Review for NeurIPS paper: SIRI: Spatial Relation Induced Network For Spatial Description Resolution

NeurIPS 2020

SIRI: Spatial Relation Induced Network For Spatial Description Resolution

Review 1

Summary and Contributions: This paper introduces SIRI, an approach for language-guided localization on Streetview panoramic images from the Touchdown dataset. The proposed approach has three key components over a LingUNet base model -- 1) a graph convolutional network based on GloRe units to build richer contextual object representations, 2) a set of convolutional filters explicitly tied to learn spatial relations, one filter per spatial word, activated only if those words are present in the description, and 3) a global coordinate frame for the network to easily pick up on visual-linguistic correlations for words such as "front", "left", "right", etc. Ablation experiments on Touchdown demonstrate significant improvements with the addition of each component, and putting it all together, the final model gets ~20+% absolute improvement across accuracy metrics, setting a new and significantly improved state-of-the-art.

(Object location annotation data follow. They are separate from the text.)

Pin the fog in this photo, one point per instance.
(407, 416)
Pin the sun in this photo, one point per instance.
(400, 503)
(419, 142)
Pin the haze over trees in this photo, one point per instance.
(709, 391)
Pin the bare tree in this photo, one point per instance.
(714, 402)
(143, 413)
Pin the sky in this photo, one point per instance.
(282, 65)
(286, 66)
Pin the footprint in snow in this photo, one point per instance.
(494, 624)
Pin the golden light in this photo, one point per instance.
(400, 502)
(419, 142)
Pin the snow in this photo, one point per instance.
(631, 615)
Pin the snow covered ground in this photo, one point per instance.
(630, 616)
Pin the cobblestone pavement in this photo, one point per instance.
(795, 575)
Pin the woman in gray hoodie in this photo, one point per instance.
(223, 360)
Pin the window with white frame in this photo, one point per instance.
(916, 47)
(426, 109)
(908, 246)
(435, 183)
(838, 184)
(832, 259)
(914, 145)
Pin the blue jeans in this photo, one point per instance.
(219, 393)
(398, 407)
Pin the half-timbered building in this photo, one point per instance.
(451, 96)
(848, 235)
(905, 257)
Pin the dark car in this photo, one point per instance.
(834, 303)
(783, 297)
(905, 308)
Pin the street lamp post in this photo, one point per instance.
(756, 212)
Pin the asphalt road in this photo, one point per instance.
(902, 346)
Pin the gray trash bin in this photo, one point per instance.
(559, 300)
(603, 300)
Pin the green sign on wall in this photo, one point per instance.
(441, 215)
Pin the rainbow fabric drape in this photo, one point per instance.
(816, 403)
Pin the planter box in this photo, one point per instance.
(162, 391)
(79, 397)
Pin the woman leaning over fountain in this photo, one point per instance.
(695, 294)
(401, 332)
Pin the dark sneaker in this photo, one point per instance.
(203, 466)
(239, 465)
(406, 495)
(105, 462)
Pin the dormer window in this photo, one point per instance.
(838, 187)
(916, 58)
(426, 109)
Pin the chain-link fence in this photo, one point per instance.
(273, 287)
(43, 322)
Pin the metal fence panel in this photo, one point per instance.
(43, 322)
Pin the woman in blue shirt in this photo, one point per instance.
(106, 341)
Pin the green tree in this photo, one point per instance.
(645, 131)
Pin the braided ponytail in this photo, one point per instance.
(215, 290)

Strengths: This paper presents impressive improvements on a hard problem. This problem is non-trivial because panoramic images have a lot of fine-grained details (that detectors are not typically trained to identify e.g. buildings) and language descriptions in Touchdown typically require multi-hop spatial relational reasoning to localize the target object (unlike visual grounding datasets). The results are impressive because they improve on the previous state-of-the-art by 20+%. The authors also conduct informative ablation experiments to demonstrate the efficacy of each architectural change.

Weaknesses: Conceptually, the local spatial relation guided distillation module is quite similar (but not identical) to FiLM (https://arxiv.org/abs/1709.07871). It would be good to at least discuss this in the text. And including a comparison of the proposed spatial relation guided distillation module vs. an adaptation of FiLM would help situate the architectural contribution better with respect to prior work. Right now it is not clear whether the proposed spatial relation guided distillation module performs that subtask better than other ideas from prior works that could have been used for it (e.g. FiLM).

Correctness: Yes, to my understanding, the empirical evaluations sufficiently demonstrate improved performance on language-guided localization on Touchdown.

Clarity: While the paper is empirically comprehensive, the writing could be significantly smoother and gentler. For example, the intro starts off by listing the challenges in SDR, which is great and helps building intuition for this task, but the following graph talks about object-object correlations, spatial relation words and both of these have not been explained thus far, making it hard to follow. I had to revisit this paragraph after reading the approach section.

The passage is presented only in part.